Seit mehr als 15 Jahren macht sich Elke Gerdes für die Inklusion in den Bremer Schulen stark. Grund dafür war die Geburt ihrer heute 19-jährigen Tochter. Sie kam mit dem Downsyndrom zur Welt. Mit dem Blick Richtung Einschulung war für Elke Gerdes wichtig, dass sie keine schulischen Sonderwege mit ihrer Tochter geht.

2007 brachte ein Kongress in Köln den Stein für den Verein „Eine Schule für Alle Bremen“ ins Rollen. Die Besucherinnen und Besucher informierten sich dort über Institutionen, in denen jedes Kind willkommen ist – egal, ob mit Behinderung oder ohne.

Bundesverdienstkreuz für bildungspolitisches Engagement

Eine Schule für alle Bremen: Mitbegründerin Elke Gerdes hält das Bundesverdienstkreuz in den Händen
2021 erhielt Elke Gerdes das Bundesverdienstkreuz für ihr bildungspolitisches Engagement. privat

Daraufhin gründete Elke Gerdes gemeinsam mit anderen Eltern zunächst die Initiative „Eine Schule für alle – Jetzt!“, woraus im Jahr 2011 der Verein entstand.
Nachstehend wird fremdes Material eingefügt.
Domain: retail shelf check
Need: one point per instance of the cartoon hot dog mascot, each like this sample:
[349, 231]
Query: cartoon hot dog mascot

Sie fordern, dass es eine Schule für alle Kinder und Jugendlichen gibt – dabei spielen Herkunft, Religion, Bildungsstand und auch körperliche sowie geistige Beeinträchtigungen keine Rolle. Jeder Mensch bekommt an einer „Schule für Alle“ die Aufmerksamkeit, die er braucht – und das in Gemeinschaft aller, die dort lernen.
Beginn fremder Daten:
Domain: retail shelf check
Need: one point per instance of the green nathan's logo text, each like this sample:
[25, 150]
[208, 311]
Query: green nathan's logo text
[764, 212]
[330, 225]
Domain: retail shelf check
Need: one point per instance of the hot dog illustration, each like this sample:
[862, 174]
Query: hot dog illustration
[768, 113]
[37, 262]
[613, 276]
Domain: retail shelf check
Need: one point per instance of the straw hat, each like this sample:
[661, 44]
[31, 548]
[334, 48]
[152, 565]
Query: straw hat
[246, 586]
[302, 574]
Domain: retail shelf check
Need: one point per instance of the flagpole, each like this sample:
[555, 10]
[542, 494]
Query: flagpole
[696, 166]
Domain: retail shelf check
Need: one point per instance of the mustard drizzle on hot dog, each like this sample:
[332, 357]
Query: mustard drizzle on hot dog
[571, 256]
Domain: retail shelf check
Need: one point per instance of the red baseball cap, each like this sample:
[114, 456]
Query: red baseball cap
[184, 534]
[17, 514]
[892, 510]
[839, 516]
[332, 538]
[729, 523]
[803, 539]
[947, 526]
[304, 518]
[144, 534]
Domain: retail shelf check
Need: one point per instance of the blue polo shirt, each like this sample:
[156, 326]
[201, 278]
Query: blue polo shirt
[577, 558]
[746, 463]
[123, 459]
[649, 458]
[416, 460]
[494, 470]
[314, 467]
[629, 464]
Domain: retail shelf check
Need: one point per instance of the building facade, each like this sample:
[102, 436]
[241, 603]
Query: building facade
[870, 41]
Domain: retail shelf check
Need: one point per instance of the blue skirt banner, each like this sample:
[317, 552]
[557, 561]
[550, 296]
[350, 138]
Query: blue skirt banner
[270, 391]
2021 zeichnete der Bundespräsident das Engagement von Elke Gerdes für Inklusion mit dem Bundesverdienstkreuz aus. Bremens Bürgermeister Andreas Bovenschulte überreichte die Ehrung mit den Worten: „Es zeichnete Sie aus, dass Sie nicht nur das Wohlergehen ihrer eigenen Tochter, sondern alle Kinder im Blick hatten. Es ging Ihnen im Kontakt mit der Grundschule nicht darum, einen besonderen Platz für Ihre eigene Tochter zu erwirken. Sie legten vielmehr gemeinsam mit der Schulleitung großen Wert darauf, dass die gesamte Schulgemeinschaft sich auf den Weg zu einer inklusiven Schule machte.“

„Eine Schule für alle“ umzusetzen, ist ein langer Weg. Wir haben Elke Gerdes gefragt, wie weit dieses Vorhaben in der Hansestadt bereits umgesetzt wurde.


Wo stehen Sie heute mit der „Schule für alle“?
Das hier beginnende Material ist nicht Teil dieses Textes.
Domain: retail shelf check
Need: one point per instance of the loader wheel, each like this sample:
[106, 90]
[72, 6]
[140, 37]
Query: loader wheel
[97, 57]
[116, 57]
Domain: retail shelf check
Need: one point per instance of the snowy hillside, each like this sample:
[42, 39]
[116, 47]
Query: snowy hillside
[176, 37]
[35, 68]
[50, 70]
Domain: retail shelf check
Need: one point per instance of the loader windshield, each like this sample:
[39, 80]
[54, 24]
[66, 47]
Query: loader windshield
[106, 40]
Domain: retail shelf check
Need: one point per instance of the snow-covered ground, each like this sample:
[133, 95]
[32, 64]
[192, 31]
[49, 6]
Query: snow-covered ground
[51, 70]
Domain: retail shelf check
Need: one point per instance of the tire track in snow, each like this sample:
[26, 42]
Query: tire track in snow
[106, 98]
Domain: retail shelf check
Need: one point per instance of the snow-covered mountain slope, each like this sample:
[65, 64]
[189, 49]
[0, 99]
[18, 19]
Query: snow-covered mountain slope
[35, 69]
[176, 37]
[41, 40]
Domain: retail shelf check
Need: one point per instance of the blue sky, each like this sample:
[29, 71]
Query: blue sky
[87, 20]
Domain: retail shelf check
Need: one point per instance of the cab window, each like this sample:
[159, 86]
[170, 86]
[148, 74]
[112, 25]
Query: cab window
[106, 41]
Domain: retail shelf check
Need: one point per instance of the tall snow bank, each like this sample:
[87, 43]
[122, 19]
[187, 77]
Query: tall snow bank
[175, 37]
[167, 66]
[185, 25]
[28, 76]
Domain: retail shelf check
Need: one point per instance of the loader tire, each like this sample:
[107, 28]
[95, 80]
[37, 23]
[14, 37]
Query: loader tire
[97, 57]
Elke Gerdes: Es ist noch viel Luft nach oben. Eine „Schule für alle“ haben wir nach wie vor überhaupt nicht erreicht. Wir haben auch tatsächlich durch Corona einige Rückschritte gemacht. Zudem macht es der Personalmangel an ganz vielen Stellen nicht einfacher. Denn eine „Schule für alle“ bedeutet, alle Sonderformen aufzulösen. Das ist in Bremen relativ weit fortgeschritten. Doch es gibt noch die Gymnasien und einige wenige Förderzentren. Auch ein Gymnasium ist eine Sonderform, weil eine Grundvoraussetzung abgetestet wird, um sich dafür zu qualifizieren. Bei einer „Schule für alle“ muss es eine Einrichtung geben, in die alle Ressourcen einfließen und in der jedes Kind – so, wie es ist – lernen kann, gefördert und gefordert werden muss, also eben das bekommt, was es braucht.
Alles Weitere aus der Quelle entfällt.